Protesters Face Police in Thailand
Friday, 29 August 2008

Protesters stood in the rain inside the the prime minister's compound in Bangkok on Wednesday.AP, BANGKOK — Thousands of anti-government protesters blockaded the prime minister's office on Wednesday and their leaders challenged the police to enter and arrest them.

Following a clash between protesters and the police earlier in the day that left several people injured, nearly 2,000 police officers with helmets and riot shields pressed in around the demonstrators, who were inside the prime minister's gated compound but did not enter the main building, called Government House.
 
The police said that a court had issued warrants for the arrests of nine of the protest leaders.
 
The raid by protesters on the prime minister's office, as well as on several other government buildings, which began building on Tuesday, were part of what the protesters called a "final push" after three months of demonstrations aimed at unseating the government of Prime Minister Samak Sundaravej.
 
"This government has to resign," said one of the leaders, Chamlong Srimuang, speaking in the broad courtyard of Government House. "If we leave before this government resigns it means we are defeated."
 
Mr.

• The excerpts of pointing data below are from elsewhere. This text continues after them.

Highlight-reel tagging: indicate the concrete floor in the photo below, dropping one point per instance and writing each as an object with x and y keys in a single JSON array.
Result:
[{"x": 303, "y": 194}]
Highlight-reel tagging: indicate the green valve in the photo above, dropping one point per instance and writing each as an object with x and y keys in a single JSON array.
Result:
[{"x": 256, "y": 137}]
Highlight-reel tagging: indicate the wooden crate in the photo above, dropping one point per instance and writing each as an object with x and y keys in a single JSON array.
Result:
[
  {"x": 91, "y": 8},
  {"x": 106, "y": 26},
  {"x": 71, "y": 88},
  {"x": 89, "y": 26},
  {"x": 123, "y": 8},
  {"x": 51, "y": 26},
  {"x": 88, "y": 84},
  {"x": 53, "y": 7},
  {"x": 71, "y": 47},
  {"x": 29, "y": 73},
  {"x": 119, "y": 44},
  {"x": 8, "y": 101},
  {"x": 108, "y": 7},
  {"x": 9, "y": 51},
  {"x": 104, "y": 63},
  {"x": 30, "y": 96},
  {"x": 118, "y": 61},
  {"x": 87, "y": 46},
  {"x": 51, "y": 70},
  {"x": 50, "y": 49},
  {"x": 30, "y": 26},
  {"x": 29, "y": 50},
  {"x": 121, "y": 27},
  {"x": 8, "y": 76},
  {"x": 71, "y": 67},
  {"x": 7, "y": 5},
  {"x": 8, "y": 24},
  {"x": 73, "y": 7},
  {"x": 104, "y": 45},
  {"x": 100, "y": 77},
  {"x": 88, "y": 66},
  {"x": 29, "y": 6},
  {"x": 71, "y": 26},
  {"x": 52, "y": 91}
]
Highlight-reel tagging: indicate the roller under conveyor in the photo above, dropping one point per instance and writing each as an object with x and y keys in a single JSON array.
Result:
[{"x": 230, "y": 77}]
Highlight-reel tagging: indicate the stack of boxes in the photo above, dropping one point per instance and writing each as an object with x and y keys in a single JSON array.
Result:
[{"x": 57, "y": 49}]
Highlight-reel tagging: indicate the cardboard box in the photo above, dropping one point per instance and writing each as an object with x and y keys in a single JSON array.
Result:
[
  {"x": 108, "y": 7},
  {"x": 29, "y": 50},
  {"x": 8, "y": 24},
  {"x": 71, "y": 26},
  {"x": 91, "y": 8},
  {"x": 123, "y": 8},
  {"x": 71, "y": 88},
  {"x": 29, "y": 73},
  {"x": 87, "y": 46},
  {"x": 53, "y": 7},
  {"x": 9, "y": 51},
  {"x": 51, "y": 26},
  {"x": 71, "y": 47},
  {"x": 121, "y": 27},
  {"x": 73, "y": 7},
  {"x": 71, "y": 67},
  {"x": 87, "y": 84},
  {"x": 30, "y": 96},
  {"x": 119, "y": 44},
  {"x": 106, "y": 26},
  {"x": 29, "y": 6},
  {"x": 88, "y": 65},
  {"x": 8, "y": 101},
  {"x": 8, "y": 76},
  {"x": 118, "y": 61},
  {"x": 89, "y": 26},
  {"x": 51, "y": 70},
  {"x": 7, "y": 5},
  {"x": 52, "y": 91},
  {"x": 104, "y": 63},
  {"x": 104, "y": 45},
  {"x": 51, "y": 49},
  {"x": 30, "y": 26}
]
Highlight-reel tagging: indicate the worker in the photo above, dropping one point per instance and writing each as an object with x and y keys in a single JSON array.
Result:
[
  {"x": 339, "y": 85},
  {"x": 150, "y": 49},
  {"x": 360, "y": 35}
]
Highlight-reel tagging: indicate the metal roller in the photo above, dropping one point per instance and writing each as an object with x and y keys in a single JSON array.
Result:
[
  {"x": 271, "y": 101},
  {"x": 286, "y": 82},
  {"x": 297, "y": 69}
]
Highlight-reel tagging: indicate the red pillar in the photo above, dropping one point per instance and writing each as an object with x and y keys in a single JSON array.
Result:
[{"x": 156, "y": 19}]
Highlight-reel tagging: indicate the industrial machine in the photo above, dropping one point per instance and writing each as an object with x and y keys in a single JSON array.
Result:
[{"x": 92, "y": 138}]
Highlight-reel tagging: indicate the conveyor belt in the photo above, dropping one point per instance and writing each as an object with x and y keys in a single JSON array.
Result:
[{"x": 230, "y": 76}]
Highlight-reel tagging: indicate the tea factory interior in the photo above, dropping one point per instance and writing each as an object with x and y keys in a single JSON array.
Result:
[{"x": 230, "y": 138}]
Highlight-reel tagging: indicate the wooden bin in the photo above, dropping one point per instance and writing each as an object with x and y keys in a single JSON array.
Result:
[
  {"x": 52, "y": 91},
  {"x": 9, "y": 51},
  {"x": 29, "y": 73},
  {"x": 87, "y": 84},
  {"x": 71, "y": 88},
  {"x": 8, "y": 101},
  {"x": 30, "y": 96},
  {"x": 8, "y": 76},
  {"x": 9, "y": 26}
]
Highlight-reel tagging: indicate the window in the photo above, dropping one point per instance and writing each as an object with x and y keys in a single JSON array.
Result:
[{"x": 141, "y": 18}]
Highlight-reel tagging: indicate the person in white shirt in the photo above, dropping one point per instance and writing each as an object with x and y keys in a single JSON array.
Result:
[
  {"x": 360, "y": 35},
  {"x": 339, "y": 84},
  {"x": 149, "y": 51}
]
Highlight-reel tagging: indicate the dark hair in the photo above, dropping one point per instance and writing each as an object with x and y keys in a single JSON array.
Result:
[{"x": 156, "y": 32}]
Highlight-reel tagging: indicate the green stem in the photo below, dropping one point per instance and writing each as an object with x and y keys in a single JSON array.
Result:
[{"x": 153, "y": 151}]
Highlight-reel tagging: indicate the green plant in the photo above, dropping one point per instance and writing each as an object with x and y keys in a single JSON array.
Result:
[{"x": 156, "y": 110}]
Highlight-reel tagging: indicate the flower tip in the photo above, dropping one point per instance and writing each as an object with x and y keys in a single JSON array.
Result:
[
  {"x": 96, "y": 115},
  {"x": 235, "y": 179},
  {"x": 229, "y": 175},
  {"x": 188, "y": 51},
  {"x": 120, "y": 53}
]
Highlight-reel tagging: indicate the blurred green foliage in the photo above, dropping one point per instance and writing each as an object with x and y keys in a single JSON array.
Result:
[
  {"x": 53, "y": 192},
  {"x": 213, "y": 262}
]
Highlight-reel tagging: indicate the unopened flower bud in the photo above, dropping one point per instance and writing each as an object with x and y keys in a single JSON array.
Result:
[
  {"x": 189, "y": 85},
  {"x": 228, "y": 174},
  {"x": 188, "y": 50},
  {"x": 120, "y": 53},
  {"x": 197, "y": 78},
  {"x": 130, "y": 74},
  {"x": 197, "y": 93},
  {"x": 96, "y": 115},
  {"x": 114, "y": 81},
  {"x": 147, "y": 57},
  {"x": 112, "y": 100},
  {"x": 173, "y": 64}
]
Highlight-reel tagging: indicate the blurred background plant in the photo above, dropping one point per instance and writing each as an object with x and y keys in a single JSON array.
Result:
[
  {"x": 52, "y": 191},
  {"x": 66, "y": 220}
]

Chamlong, 72, a former governor of Bangkok, led similar anti-government demonstrations that succeeded in ousting a government in 1992. That uprising ended in bloodshed when soldiers fired into the crowds, killing about 50 people.
 
"I'm ready to be arrested," Mr. Chamlong said. "If they come, we will let them arrest us. If they want to put us in jail, we'll go to jail. We will be here. We aren't going anywhere."
 
He drew laughter when he said, "If we were afraid we would flee abroad." That was a reference to former Prime Minister Thaksin Shinawatra, who has sought political asylum in England saying he is being victimized by a series of corruption cases that are being brought against him.
 
Mr. Thaksin was ousted in a coup in September 2006 while he was traveling abroad. He returned to Thailand early this year but chose not to return again 11 days ago from a trip to Beijing as court dates approached.
 
Calling themselves the People's Alliance for Democracy, or P.A.D., the protesters held large demonstrations in 2006 that weakened Mr. Thaksin politically and set the political atmosphere for the coup.
 
They now accuse Mr. Samak of corruption and of being a puppet of Mr. Thaksin. But apart from calling for the downfall of the government, they are not offering a political program or a solution to the country's divisions.
 
On Tuesday they blockaded several government ministries and briefly forced a pro-government television station off the air.
 
Their continuing protest, even after Mr. Thaksin fled into exile, has wearied many in Bangkok's middle class who had also opposed Mr. Thaksin. Newspapers on Wednesday expressed exasperation with the continuing turmoil.
 
Calling the protests "unjustified, unnecessary, provocative and illegal," the English language daily The Bangkok Post said, "If the P.A.D. really wants to bring down the government, it should do so through the Parliament. That is the proper, democratic place to do it."
 
The country's other major English language daily, The Nation, said the protesters' motives "have gone from clear-cut to incomprehensible." It said, "With most, if not all, key contentious political issues now in the hands of the courts, the P.A.D.'s highly provocative action yesterday was completely uncalled-for."
 
The alliance, which has ties to the country's conservative elite and to elements of the military, draws much of its public support with assertions that it is protecting the monarchy.
 
Fanning themselves vigorously with small straw fans, its supporters sat under makeshift awnings Wednesday, many of them dressed in bright yellow, the color of the monarchy.
 
Various speakers took turns addressing the crowd, mixing denunciations of the government with complaints that the city was not providing them with enough portable toilets. In interviews, protesters asserted, Mr. like Chamlong, that they would stay as long as they had to. But some said they would soon run out of food.
 
It was not clear who was funding the prolonged demonstrations, many of whose participants had traveled from the countryside, but important business interests in the country oppose Mr. Thaksin and the people who surrounded him.
 
Mr. Chamlong said Wednesday that over the past six days he had received more than $250,000 worth of contributions in cash and gold to pay for the demonstrations. He did not name the donors.
 
On Tuesday, Mr. Samak said he had ordered the police to act gently and not to be provoked by the crowds into violence. "They want bloodshed in the country," he said, speaking in English. "They want the military to come out and do the coup again."
 
The army chief, Anupong Paochinda, who had been one of the leaders of the coup in 2006 that ousted Mr. Thaksin, asserted that the military would stand aside this time and would not be involved in politics.
 
The coup scenario, which has been common in Thailand over the past half century, lost much of its appeal after the ouster of Mr. Thaksin, when a military-led government was widely seen as incompetent and ineffectual.
 
When it stepped aside for new elections last December, Mr. Thaksin's supporters, led by Mr. Samak, moved back in again to fill the vacuum.